I’m trying to develop a parallel version of Toeplitz Hashing using FFT on GPU, in CUFFT/CUDA.
And when I try to create a CUFFT 1D Plan, I get an error, which is not much explicit (CUFFT_INTERNAL_ERROR)…
The way I create the cufftPlan1d is the following:
cufftResult cufft_result;
cufftHandle plan;
cufft_result = cufftPlan1d(&plan, data_block_length, CUFFT_Z2Z, 1 );
if( cufft_result != CUFFT_SUCCESS ) {
printf( "CUFFT Error (%s)\n", cufftGetErrorString( cufft_result ) );
exit(-1);
}
The data_block_length
(an unsigned long int) is equal to 50397139 and I’m using a BATCH of 1 in CUFFT. I verified that for some greater sizes that I tried, I do not get any errors. So, I’m almost sure that is not any memory problem. In particular, for an array of complex numbers with double precision with this size, I should need 16 (2 x 8) x 50397139 = 806354224 bytes = 0.75 gigabytes (approximately) and I have a GPU with 6 gigabytes. I also made all the steps required a priori: cudaMalloc, cudaMemcpy, etc.
However, I read some forums and documentation, I have some doubts regarding some aspects:
- It is very recommended to use Batches greater than 1 in CUFFT. In that case I need to use a transform size equal to
(data_block_length / BATCH)
when I call the cufftPlan1D. It is always worthy to use batches for the CUFFT plans? - In some documentation and information I read, I noticed a lot of people mention the use of power of 2 sizes. Is this a requirement? I can never use a CUFFT plans with sizes different than a power of 2?
I also tried these two options by using zero padding in the remaining positions of the array to get have a size which is a power of 2. And I also tried to use batches with the original size and with power of 2 sizes with zero-padding.
In these trials, I do not get any error, but I get the wrong results.
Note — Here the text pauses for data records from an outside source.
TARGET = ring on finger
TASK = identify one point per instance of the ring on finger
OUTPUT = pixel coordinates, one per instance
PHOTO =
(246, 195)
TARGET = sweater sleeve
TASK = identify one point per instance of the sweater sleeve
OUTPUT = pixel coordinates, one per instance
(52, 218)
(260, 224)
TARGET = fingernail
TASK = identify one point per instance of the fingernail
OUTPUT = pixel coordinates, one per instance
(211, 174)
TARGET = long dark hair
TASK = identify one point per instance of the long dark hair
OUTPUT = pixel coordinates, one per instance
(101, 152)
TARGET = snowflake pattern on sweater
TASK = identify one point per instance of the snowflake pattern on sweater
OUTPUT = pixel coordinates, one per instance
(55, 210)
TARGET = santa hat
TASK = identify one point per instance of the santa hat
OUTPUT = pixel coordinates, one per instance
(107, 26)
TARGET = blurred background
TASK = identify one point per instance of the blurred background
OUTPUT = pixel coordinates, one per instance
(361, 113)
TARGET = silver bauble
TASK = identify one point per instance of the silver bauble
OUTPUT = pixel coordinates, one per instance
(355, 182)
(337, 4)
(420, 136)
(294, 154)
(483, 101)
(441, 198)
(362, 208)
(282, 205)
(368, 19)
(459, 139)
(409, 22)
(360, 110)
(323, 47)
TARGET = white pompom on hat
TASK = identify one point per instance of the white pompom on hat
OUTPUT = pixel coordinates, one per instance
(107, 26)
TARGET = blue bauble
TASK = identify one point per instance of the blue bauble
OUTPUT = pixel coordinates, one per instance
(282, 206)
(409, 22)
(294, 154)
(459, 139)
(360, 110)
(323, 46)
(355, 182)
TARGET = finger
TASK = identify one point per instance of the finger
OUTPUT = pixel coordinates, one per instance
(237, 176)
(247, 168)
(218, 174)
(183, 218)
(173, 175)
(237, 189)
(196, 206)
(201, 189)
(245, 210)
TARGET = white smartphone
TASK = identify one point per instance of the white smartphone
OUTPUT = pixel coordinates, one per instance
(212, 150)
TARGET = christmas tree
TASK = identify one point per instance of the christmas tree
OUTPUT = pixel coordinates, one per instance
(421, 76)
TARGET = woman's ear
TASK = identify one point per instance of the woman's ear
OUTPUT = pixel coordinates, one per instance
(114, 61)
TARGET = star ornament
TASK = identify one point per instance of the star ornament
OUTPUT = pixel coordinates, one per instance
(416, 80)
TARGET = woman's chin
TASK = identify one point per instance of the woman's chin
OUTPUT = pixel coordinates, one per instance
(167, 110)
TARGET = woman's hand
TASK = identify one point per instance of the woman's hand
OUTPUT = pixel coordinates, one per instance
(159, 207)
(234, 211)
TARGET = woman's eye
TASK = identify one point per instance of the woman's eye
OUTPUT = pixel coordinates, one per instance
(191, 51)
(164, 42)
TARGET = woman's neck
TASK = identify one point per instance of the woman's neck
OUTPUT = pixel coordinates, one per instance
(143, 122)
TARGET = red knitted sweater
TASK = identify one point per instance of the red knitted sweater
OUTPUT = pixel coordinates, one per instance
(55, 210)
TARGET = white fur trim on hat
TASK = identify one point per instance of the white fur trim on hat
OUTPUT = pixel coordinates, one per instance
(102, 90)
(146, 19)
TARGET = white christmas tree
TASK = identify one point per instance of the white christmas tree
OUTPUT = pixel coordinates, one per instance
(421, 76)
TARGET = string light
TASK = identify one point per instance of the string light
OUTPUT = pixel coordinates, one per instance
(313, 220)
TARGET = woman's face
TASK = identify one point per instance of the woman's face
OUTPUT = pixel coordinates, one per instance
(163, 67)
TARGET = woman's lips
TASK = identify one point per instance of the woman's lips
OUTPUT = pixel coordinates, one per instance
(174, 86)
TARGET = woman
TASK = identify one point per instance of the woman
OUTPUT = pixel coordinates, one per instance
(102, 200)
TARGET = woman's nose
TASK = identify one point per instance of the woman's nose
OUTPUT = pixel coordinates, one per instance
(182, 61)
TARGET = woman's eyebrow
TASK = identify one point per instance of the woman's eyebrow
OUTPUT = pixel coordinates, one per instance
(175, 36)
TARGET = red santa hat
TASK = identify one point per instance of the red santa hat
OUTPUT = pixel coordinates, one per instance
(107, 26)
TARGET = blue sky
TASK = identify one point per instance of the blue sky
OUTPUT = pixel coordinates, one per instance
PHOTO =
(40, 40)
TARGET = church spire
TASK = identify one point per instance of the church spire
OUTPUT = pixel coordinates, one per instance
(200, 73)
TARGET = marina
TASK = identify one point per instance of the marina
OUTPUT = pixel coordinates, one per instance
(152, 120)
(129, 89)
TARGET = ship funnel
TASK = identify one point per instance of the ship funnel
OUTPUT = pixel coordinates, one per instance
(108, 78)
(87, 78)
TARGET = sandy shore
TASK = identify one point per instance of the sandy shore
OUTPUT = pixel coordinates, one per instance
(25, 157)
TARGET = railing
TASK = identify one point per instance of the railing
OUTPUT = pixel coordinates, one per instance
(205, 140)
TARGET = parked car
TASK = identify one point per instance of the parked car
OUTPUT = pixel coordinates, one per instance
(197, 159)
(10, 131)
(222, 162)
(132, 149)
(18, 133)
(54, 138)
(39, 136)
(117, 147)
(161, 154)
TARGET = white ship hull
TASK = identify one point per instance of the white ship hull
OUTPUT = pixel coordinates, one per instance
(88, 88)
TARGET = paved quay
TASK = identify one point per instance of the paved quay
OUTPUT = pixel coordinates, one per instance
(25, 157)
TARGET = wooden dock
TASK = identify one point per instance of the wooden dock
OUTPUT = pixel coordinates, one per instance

I also developed other versions of my program (in Python using SciPy functions to compute the Toeplitz matrices and fft, serial in C++ using FFTW, and in parallel C++ using FFTW with OpenMP), and I got different results from those versions (with an error around 50%, which suggests that the computation and results are maybe random)…
Can someone help me? I’m feeling a little lost, and the documentation does not help too much sometimes… :(
Thank you in advance!